Но проходили годы, а потом и десятилетия, и как ни странно, ее образ не стирался в моей памяти. Я очень часто, может быть, каждую неделю вспоминал ее и, вспоминая, мечтал о том, как мы неожиданно встретимся, узнаем друг друга, вернее, я ее узнаю, а она меня нет, и тогда я ей спою: “На бульваре Гоголя…”, и она все вспомнит. Это было невероятно — с годами я все отчетливее видел ее лицо, слышал ее голос и снова легко мог возродить то состояние, которое пережил много лет назад.
Иногда я поражался такому свойству своей памяти и даже недоумевал: почему она возвращает Таню ко мне, упорно не желая ее забывать? Ведь в моей жизни было много гораздо более сильных переживаний, я несколько раз был по-настоящему влюблен, два раза был женат. Я жил такой интенсивной внутренней жизнью, которой иному может быть хватит на три жизни. И все равно, год за годом, я вспоминал ее, и мечтал о встрече, в то же время прекрасно понимая, что никогда ее не увижу.

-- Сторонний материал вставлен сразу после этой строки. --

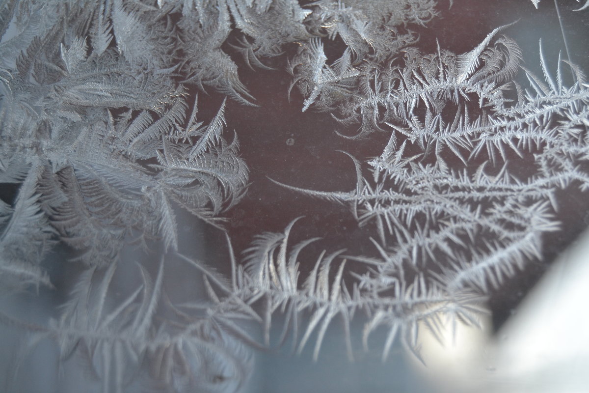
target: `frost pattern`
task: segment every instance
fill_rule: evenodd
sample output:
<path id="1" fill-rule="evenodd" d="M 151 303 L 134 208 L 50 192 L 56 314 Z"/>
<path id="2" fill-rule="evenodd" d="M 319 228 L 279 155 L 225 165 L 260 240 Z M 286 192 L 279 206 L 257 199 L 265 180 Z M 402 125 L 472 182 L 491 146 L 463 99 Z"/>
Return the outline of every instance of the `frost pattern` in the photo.
<path id="1" fill-rule="evenodd" d="M 177 392 L 239 390 L 247 348 L 288 338 L 299 352 L 312 342 L 317 360 L 335 319 L 350 358 L 354 318 L 363 318 L 365 347 L 386 329 L 383 359 L 398 339 L 419 357 L 420 326 L 438 334 L 442 318 L 478 324 L 487 296 L 541 259 L 543 238 L 560 230 L 559 192 L 589 189 L 589 85 L 541 42 L 541 76 L 524 68 L 513 24 L 465 53 L 424 51 L 418 32 L 448 6 L 458 5 L 2 2 L 1 290 L 52 288 L 43 266 L 57 246 L 82 267 L 59 316 L 38 325 L 0 311 L 0 321 L 31 332 L 27 351 L 48 338 L 61 362 L 84 358 L 103 391 L 140 377 Z M 240 131 L 227 132 L 226 114 L 256 104 L 241 70 L 270 62 L 292 77 L 284 94 L 296 88 L 302 111 L 334 118 L 339 137 L 388 138 L 371 159 L 344 152 L 353 190 L 273 180 L 348 205 L 376 256 L 327 249 L 307 261 L 301 253 L 320 240 L 292 245 L 294 217 L 256 236 L 241 262 L 228 237 L 219 251 L 228 269 L 182 253 L 179 209 L 225 230 L 223 214 L 247 191 Z M 206 121 L 203 102 L 217 108 Z M 160 247 L 155 268 L 147 256 L 122 260 L 137 245 Z M 346 261 L 365 272 L 348 273 Z M 171 266 L 193 269 L 208 300 L 171 299 Z M 130 269 L 138 279 L 121 294 L 114 283 Z"/>

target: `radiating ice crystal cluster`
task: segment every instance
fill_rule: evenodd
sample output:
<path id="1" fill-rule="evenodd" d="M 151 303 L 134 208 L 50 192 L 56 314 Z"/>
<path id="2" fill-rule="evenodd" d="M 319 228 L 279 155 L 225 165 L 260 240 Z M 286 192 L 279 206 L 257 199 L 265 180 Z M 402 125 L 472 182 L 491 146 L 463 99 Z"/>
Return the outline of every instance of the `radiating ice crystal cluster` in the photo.
<path id="1" fill-rule="evenodd" d="M 37 325 L 2 311 L 0 321 L 31 331 L 27 351 L 49 338 L 61 362 L 84 358 L 103 391 L 177 392 L 239 390 L 248 347 L 287 336 L 299 351 L 313 341 L 316 359 L 335 319 L 350 358 L 353 318 L 365 346 L 387 329 L 383 358 L 397 338 L 419 356 L 424 324 L 477 324 L 485 297 L 560 230 L 561 190 L 589 189 L 589 85 L 568 54 L 541 43 L 542 74 L 524 68 L 513 24 L 465 53 L 420 47 L 420 29 L 460 2 L 0 2 L 1 291 L 52 287 L 43 266 L 58 246 L 83 266 L 58 317 Z M 283 233 L 260 229 L 241 262 L 230 240 L 217 253 L 226 266 L 182 253 L 180 209 L 224 230 L 224 213 L 257 186 L 225 115 L 227 100 L 255 104 L 239 74 L 275 75 L 270 60 L 291 75 L 280 94 L 336 120 L 332 136 L 386 136 L 376 157 L 346 153 L 352 190 L 267 184 L 348 205 L 375 255 L 300 259 L 323 240 L 290 244 L 296 216 Z M 203 103 L 215 113 L 203 118 Z M 121 257 L 138 245 L 157 262 Z M 364 272 L 348 274 L 346 260 Z M 187 267 L 206 301 L 167 294 L 178 285 L 168 271 Z M 120 270 L 135 279 L 115 290 Z"/>

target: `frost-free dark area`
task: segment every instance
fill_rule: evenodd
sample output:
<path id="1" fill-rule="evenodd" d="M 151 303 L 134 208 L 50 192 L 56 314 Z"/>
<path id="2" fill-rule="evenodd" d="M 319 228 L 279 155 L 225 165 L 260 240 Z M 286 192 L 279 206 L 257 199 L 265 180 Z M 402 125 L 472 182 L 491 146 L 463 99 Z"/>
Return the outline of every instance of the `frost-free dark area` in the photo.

Я часто воображал, как в результате каких-то пертурбаций моего сознания, позволяющих мне вернуться в прошлое, я снова попадаю в тот амбар в конце пятидесятых годов, Мне снова восемнадцать лет. Я подсаживаюсь с гитарой к Тане и пою ей, скажем, “Виноградную косточку” Окуджавы, а она слушает, широко раскрыв глаза. Я пою ей еще и еще, пою те песни, которые будут написаны только через десять или двадцать лет. Потом я увожу ее, совершенно потрясенную услышанным, в степь, и мы проводим там удивительную ночь, а утром рассказываю все о себе. Говорю о том, что мне надо уходить назад, в свое будущее, и пусть она пожалеет того влюбленного в нее мальчика, который подойдет к ней завтра, и будет к нему благосклонна. И еще скажу, что когда-нибудь постараюсь снова прийти в этот амбар на краю света. И она сразу почувствует, что перед ней не мальчик, а очень взрослый и очень счастливый человек, грустно-счастливый.
Иногда я просто грезил наяву этими мгновениями, которые растягивались на целые часы. Одно время я не мог слушать эту “Виноградную косточку”, потому что она щемящей болью отдавалась в моей душе.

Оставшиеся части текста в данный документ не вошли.